Children: The safety and effectiveness of using this medication have not been established for children. This medication should not be used in people under 18 years of age.

Seniors: Seniors may be more likely to experience side effects from this medication, especially seniors over 75 years of age.





What other drugs could interact with this medication?

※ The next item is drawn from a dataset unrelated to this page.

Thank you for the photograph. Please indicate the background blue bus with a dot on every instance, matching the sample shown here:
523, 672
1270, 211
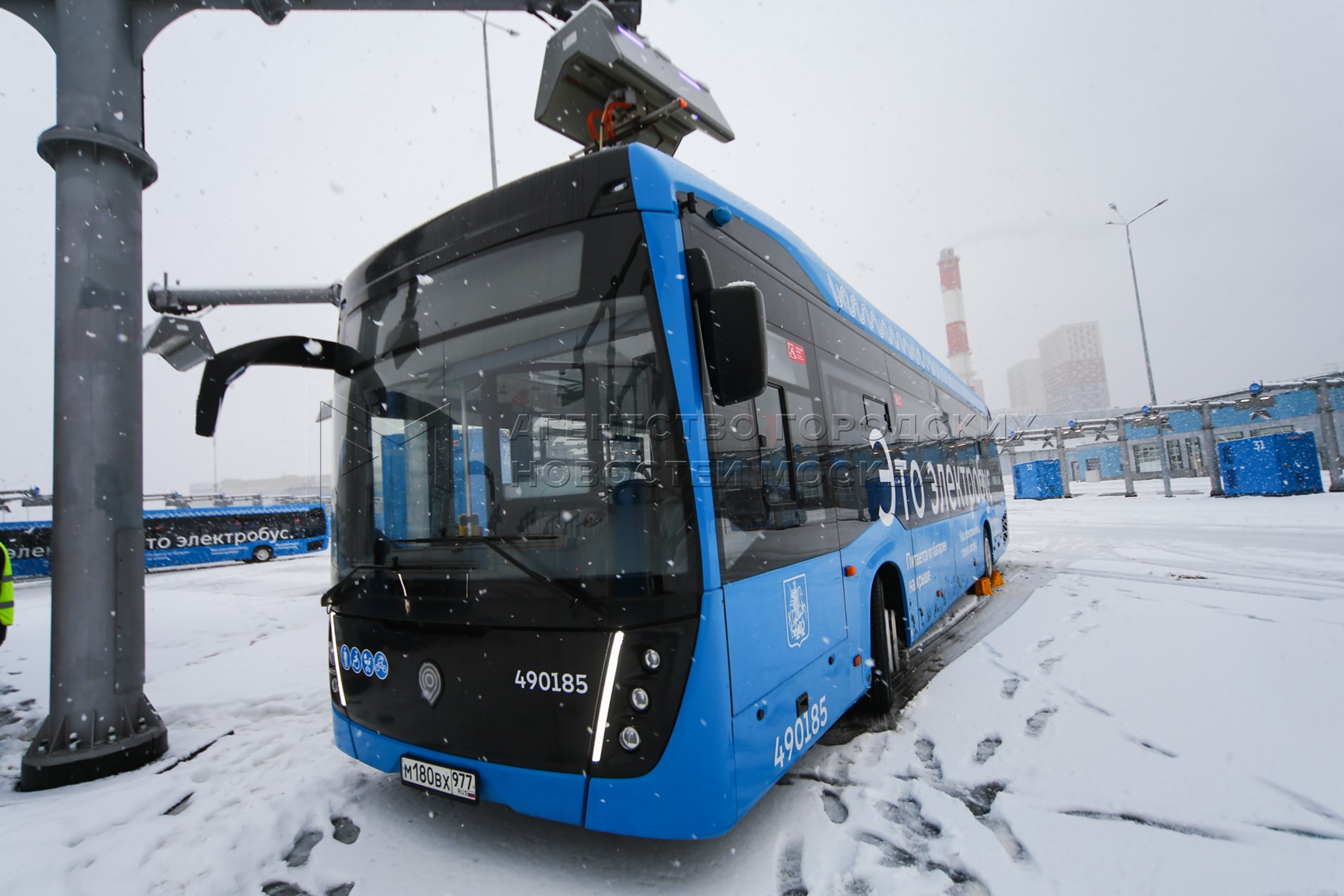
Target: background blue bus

There may be an interaction between tramadol extended release and any of the following:

  • abiraterone
  • alcohol
  • amiodarone
  • amphetamines (e.g., dextroamphetamine, lisdexamphetamine)
  • antihistamines (e.g,. cetirizine, doxylamine, diphenhydramine, hydroxyzine, loratadine)
  • antipsychotics (e.g., chlorpromazine, haloperidol, quetiapine, olanzapine, risperidone)
  • aprepitant
  • azelastine
  • "azole" antifungal medications (e.g., fluconazole, itraconazole, ketoconazole)
  • baclofen
  • barbiturates (e.g., phenobarbital)
  • benzodiazepines (e.g., alprazolam, diazepam, lorazepam)
  • bosentan
  • boceprevir
  • brimonidine
  • bromocriptine
  • bupropion
  • buspirone
  • cabergoline
  • calcium channel blockers (e.g., diltiazem, nifedipine, verapamil)
  • carbamazepine
  • celecoxib
  • chloral hydrate
  • chloroquine
  • cinacalcet
  • cocaine
  • conivaptan
  • cyclosporine
  • deferasirox
  • desmopressin
  • desvenlafaxine
  • dexamethasone
  • dextromethorphan
  • diuretics (water pills; e.g., furosemide, hydrochlorothiazide, triamterene)
  • dronabinol
  • droperidol
  • ergot derivatives (e.g., dihydroergotamine, ergoloid mesylates, ergonovine, ergotamine, methylergonovine)
  • fusidic acid
  • gabapentin
  • grapefruit juice
  • HIV non-nucleoside reverse transcriptase inhibitors (NNRTIs; e.g., delaviridine, efavirenz, etravirine, nevirapine)
  • HIV protease inhibitors (e.g., daraunavir, indinavir, lopinavir, ritonavir saquinavir)
  • isoniazid
  • lidocaine
  • lithium
  • macrolide antibiotics (e.g., clarithromycin, erythromycin, telithromycin)
  • magnesium sulfate
  • methotrimeprazine
  • metoclopramide
  • metronidazole
  • metyrosine
  • mifepristone
  • mitotane
  • mirtazapine
  • mixed agonists/antagonist opioids (e.g., butorphanol, buprenorphine, pentazocine)
  • monoamine oxidase (MAO) inhibitors (e.g., phenelzine, tranylcypromine, moclobemide)
  • muscle relaxants (e.g., cyclobenzaprine, methocarbamol, orphenadrine)
  • nabilone
  • naltrexone
  • norfloxacin
  • octreotide
  • olopatadine
  • opioids (e.g., morphine, codeine, oxycodone)
  • perampanel
  • pramipexole
  • promethazine
  • quinidine
  • quinine
  • rifabutin
  • rifampin
  • ropinirole
  • St. John's wort
  • scopolamine
  • seizure medications (e.g., carbamazepine, gabapentin, levetiracetam, phenytoin, topiramate)
  • selective serotonin reuptake inhibitors (SSRIs; e.g., paroxetine, fluoxetine, citalopram)
  • serotonin antagonists (anti-emetic medications; e.g., granisetron, ondansetron)
  • sibutramine
  • simeprevir
  • stiripentol
  • tapentadol
  • telaprevir
  • terbinafine
  • tetracycline
  • thalidomide
  • ticlopidine
  • tocilizumab
  • tricyclic antidepressants (TCAs; e.g., amitriptyline, imipramine)
  • "triptan" migraine medications (e.g., sumatriptan, naratriptan)
  • tryptophan
  • tyrosine kinase inhibitors (e.g., dasatinib, imatinib, nilotinib, sunitinib)
  • venlafaxine
  • warfarin
  • zolpidem
  • zopiclone

If you are taking any of these medications, speak with your doctor or pharmacist. Depending on your specific circumstances, your doctor may want you to:

  • stop taking one of the medications,
  • change one of the medications to another,
  • change how you are taking one or both of the medications, or
  • leave everything as is.

An interaction between two medications does not always mean that you must stop taking one of them. Speak to your doctor about how any drug interactions are being managed or should be managed.

Medications other than those listed above may interact with this medication. Tell your doctor or prescriber about all prescription, over-the-counter (non-prescription), and herbal medications you are taking. Also tell them about any supplements you take. Since caffeine, alcohol, the nicotine from cigarettes, or street drugs can affect the action of many medications, you should let your prescriber know if you use them.